Since about 1980, there's been increasing evidence that patients with mycosis fungoides ‑‑ which is an indolent, non‑Hodgkin's T‑cell lymphoma of the skin ‑‑ that these patients have increased risk of developing second cancers.
It was mostly clearly established that they're at increased risk of Hodgkin's and non‑Hodgkin's lymphomas, but in the last couple of years, work from our group and with other groups has found that patients are also at increased risk of lung cancer, bladder cancer, and melanoma. Today, I think we're particularly interested in talking about the melanoma risk.
What was really interesting in our study is that patients who had MF and were diagnosed with lung cancer and bladder cancer had better survival than their counterparts who only had lung cancer or bladder cancer, and not MF.
However, for melanoma, we didn't see that improvement. Whereas the patients with lung cancer and bladder cancer who had MF were diagnosed at earlier stages of their second malignancy, patients with melanoma didn't really see that effect, which suggests a couple of possible things.
Either we're not identifying these melanomas as early as we possibly could, or that there's something different about the underlying fundamental biology of melanoma in the setting of mycosis fungoides, which we would suggest is possible, because mycosis fungoides is a state of basically immunosuppression.
Patients have a decreased T‑cell repertoire. They have defects in NK cell and dendritic cells. We suppose that it may be a combination of that it's difficult, in some cases with extensive MF, for us to find these pigmented lesions beneath their patches and plaques of their MF. Also, that there may be something different fundamentally about disease progression.

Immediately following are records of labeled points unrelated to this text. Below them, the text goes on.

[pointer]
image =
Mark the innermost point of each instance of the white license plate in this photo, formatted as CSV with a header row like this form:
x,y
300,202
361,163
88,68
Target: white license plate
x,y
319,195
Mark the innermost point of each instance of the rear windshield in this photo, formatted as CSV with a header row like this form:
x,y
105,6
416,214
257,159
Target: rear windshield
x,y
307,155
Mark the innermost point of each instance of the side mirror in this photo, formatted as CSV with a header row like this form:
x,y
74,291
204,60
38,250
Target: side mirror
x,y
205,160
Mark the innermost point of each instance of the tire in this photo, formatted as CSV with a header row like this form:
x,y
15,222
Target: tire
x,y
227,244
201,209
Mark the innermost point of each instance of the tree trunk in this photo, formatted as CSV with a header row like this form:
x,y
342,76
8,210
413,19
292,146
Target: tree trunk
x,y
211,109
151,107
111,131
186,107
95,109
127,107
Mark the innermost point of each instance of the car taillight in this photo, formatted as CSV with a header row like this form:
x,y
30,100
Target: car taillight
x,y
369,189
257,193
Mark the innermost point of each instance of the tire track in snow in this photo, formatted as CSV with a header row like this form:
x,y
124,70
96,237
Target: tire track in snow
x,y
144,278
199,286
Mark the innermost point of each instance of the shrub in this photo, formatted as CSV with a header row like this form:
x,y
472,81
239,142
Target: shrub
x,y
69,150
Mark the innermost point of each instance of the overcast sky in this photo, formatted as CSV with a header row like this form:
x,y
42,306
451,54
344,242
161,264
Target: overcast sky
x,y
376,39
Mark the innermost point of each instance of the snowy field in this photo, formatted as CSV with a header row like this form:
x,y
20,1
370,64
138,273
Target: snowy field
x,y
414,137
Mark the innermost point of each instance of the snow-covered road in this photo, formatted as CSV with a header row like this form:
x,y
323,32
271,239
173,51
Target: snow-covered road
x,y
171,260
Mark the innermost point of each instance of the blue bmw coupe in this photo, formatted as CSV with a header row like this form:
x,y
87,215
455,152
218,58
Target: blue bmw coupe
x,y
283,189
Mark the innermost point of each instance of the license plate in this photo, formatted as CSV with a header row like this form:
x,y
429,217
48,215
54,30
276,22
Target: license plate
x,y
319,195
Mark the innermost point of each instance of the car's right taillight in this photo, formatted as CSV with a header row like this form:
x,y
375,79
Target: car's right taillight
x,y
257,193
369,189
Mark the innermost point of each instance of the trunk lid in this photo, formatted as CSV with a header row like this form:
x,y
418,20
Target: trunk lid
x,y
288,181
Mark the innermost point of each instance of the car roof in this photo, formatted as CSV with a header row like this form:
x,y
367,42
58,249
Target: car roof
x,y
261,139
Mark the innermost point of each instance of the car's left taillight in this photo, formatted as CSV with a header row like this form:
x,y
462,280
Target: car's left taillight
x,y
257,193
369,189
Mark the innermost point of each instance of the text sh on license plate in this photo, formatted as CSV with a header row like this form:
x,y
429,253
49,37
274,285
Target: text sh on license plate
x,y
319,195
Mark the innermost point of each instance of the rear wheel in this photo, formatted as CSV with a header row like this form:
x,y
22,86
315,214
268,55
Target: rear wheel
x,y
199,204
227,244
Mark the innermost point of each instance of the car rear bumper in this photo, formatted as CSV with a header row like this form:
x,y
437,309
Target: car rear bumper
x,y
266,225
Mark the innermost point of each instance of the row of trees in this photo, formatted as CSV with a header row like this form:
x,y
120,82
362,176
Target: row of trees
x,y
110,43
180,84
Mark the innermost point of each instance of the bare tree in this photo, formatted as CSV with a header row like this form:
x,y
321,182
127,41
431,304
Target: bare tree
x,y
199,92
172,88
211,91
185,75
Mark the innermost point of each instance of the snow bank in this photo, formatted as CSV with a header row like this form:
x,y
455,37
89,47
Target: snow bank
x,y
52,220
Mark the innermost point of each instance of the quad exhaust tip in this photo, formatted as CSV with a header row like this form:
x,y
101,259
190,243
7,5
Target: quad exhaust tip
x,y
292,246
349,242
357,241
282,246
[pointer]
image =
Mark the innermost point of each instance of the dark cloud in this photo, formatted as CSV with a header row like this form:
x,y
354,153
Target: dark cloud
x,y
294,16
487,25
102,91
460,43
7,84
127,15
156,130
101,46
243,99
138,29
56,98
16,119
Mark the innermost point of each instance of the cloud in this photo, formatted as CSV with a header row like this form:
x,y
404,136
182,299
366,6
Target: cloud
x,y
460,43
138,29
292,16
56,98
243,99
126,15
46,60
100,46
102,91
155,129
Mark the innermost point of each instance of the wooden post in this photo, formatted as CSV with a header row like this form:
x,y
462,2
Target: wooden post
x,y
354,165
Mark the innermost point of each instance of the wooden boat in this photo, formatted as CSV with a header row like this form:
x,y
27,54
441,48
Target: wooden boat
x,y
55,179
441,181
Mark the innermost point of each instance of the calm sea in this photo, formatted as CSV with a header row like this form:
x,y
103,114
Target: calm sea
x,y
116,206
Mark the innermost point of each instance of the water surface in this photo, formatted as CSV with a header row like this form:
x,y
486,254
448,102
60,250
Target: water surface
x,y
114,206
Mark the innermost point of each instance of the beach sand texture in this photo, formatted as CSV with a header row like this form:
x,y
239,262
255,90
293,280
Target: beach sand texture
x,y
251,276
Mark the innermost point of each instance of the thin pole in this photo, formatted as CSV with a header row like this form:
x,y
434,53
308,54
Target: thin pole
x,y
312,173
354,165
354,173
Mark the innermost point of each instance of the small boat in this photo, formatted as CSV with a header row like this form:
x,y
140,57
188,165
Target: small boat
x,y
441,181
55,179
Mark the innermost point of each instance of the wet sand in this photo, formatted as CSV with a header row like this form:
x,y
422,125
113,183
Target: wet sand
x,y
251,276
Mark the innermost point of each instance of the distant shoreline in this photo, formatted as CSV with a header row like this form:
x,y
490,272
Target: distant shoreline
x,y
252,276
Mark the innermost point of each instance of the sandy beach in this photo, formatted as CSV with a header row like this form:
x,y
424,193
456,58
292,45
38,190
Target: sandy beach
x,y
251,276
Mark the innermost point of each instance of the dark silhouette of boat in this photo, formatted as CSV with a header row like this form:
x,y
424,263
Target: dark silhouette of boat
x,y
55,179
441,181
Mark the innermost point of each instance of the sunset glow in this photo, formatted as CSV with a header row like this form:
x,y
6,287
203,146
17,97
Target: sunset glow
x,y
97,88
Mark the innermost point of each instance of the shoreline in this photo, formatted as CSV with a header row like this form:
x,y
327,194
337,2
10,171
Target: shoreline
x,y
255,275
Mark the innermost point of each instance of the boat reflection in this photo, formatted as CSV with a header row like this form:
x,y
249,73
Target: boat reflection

Basically, the question we need to ask when we're looking at the relationship is are these patients at increased risk, and why might they be at increased risk? Are there common genetic underpinnings that we need to establish?
Is it related to immunosuppression in the setting of mycosis fungoides? Or even more intriguingly, is there something about the mycosis fungoides and the immune suppression that those patients have that alters the fundamental biology of the melanomas that they are experiencing?
That's the next place that we need to go. I've been talking to a couple of basic scientists at Harvard about pursuing additional experiments.